Hi all,
I'm posting some more experiment re. accuracy of incremental SVD.
This time I used a bigger corpus (1 million documents from the English
Wikipedia), so that I can run finer incremental updates -- with 1k
chunksize, the final decomposition comes from 1,000 successive
incremental updates. As before, I computed the exact
eigendecomposition of a 10k x 10k matrix A*A^T, and then compared the
decomposition from gensim against this exact result (spectrum here:
http://radimrehurek.com/gensim/wiki_1m_xlog.pdf ).
Accuracy for num_topics=500, fixed oversampling of 100:
no. of incremental updates (chunksize)
power iters 40 (25k) 200 (5k) 1000 (1k) multipass=batch Halko
----------------+----------------------------------------------------
0 | 1.67808 1.51908 1.1482 2.43968
2 | 1.06174 1.07794 1.07018 1.04137
4 | 1.04878 1.06825 1.06935 1.00727
8 | 1.07138 1.07317 1.06917 1.00818
Some observations:
* Without power iterations, the randomized algo of Halko et al. is
very inaccurate, in both batch and incremental version. The default
number of power iterations in gensim is set to 2, for this reason. But
interestingly, the incremental algo is more accurate than batch here!
This is because the partial inaccuracies from base decompositions
cancel each other out, over many updates.
* With power iterations, accuracy of the multipass algorithm (called
A1 in my previous email) improves quickly. So use `onepass=False` if
your data is static (not streamed or incremental), and you want extra
accuracy... and don't mind the wait.
* I suspect the reason why 8 steps of power iteration in multipass are
less accurate than 4 is connected to numerical overflows. Power
iteration is a method for "boosting" the spectrum by repeatedly
multiplying a matrix by A*A^T. This happens in double precision of
course, but even so, for large matrices, precision will be ultimately
lost as the numbers involved get too big.

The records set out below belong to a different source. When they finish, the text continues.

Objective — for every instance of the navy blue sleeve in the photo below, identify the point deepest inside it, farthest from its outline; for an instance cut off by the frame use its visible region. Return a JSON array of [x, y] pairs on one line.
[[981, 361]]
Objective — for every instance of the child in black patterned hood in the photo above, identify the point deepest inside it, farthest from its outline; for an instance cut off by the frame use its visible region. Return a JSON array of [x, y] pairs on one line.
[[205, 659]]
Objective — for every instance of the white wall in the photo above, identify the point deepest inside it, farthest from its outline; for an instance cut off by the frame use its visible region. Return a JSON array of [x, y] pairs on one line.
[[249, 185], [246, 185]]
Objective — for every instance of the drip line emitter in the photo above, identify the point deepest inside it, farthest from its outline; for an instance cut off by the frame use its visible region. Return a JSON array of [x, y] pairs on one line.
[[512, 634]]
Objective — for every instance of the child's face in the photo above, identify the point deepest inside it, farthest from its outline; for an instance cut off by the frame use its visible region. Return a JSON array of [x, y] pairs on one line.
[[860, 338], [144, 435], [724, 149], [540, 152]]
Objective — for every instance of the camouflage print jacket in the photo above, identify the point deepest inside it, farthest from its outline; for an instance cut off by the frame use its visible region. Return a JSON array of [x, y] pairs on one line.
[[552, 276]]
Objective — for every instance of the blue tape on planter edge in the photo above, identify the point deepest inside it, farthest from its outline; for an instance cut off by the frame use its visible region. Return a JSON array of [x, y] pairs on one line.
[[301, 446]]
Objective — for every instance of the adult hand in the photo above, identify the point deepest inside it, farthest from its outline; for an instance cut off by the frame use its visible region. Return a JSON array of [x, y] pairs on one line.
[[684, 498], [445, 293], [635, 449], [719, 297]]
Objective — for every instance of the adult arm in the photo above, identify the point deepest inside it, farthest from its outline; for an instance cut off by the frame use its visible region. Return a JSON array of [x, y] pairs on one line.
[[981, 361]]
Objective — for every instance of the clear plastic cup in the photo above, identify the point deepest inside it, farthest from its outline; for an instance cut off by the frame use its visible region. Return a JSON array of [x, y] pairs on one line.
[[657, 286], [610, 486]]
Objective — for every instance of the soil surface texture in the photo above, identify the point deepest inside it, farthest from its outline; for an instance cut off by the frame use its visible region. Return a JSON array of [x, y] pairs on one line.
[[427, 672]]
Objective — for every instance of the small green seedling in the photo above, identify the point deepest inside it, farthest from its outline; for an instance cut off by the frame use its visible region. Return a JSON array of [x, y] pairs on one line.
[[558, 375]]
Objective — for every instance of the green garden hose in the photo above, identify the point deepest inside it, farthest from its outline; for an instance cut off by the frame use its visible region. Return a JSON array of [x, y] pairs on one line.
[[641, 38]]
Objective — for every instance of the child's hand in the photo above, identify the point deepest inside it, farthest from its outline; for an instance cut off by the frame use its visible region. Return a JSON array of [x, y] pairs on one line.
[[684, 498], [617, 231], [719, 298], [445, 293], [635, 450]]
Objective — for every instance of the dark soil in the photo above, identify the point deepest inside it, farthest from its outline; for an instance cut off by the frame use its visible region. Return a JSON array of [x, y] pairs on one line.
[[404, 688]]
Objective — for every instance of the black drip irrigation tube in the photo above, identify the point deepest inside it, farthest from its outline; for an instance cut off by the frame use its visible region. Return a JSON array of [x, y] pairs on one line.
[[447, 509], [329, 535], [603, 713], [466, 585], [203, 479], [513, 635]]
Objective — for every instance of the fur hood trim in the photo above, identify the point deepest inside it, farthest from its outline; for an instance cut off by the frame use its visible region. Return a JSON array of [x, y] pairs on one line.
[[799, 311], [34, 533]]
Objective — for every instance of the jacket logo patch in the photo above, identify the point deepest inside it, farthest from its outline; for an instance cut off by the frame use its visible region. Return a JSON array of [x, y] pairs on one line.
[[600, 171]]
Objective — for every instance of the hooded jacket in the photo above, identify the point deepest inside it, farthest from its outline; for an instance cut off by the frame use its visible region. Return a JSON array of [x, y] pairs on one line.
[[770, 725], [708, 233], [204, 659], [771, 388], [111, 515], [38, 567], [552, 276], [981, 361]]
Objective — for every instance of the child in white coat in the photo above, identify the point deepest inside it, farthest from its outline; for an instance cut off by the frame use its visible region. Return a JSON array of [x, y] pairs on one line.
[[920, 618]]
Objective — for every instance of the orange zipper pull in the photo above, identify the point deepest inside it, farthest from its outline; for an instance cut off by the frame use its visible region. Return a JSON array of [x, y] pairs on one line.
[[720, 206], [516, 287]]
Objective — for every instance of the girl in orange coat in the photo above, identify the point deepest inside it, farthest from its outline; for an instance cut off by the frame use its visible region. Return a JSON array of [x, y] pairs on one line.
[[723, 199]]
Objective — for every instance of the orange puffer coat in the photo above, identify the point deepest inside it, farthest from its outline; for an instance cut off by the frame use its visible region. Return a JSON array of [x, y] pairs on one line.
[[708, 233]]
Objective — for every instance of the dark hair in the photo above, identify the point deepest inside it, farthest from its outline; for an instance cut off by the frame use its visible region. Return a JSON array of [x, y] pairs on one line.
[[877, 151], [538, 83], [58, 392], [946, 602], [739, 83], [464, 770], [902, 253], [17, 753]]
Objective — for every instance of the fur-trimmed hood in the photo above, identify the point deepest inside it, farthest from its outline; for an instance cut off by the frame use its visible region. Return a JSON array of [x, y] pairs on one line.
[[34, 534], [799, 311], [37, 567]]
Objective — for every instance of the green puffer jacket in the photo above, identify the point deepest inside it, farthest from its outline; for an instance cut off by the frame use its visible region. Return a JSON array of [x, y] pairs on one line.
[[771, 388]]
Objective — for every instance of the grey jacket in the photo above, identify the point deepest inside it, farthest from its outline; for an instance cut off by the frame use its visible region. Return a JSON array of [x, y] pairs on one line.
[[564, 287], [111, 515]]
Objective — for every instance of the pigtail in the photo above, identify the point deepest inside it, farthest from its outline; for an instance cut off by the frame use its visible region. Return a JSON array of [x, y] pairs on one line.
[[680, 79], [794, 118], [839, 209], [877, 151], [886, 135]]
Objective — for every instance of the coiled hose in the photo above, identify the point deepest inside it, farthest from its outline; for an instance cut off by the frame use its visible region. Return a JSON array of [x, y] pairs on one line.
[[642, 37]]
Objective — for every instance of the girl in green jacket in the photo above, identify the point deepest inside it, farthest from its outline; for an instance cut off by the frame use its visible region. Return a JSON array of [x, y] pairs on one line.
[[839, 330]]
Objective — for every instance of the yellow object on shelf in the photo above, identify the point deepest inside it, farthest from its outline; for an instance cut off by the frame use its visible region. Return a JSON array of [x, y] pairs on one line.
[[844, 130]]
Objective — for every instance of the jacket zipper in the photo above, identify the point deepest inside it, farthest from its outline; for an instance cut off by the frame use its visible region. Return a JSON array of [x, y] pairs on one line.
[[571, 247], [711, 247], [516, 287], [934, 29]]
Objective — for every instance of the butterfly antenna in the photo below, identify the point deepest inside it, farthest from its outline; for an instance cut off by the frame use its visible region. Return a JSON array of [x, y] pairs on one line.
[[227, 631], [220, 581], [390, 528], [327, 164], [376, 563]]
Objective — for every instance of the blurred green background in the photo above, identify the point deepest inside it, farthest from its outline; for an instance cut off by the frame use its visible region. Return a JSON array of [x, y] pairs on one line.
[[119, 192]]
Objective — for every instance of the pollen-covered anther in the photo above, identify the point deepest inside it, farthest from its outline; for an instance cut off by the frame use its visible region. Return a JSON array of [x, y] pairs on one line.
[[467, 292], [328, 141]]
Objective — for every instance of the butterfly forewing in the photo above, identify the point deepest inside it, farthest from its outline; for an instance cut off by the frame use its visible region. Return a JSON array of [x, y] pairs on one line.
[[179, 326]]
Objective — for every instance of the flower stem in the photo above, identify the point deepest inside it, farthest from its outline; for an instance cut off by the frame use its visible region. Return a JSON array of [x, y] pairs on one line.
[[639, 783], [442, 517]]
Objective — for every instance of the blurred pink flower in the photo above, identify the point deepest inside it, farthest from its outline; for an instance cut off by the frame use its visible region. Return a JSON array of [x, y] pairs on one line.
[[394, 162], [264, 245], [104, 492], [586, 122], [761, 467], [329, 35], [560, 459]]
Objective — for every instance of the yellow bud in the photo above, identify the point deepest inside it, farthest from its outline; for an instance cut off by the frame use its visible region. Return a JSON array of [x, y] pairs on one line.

* Relative error of the incremental algo is always around 7% on this
dataset, *regardless of the number of updates*. This is connected to
the spectral properties of term-document matrices I mentioned earlier.
I'm looking to repeat these experiments on other datasets, from other
computer science fields (image processing, or the word-word matrices
from Marco). Cooperation is welcome :)
Radim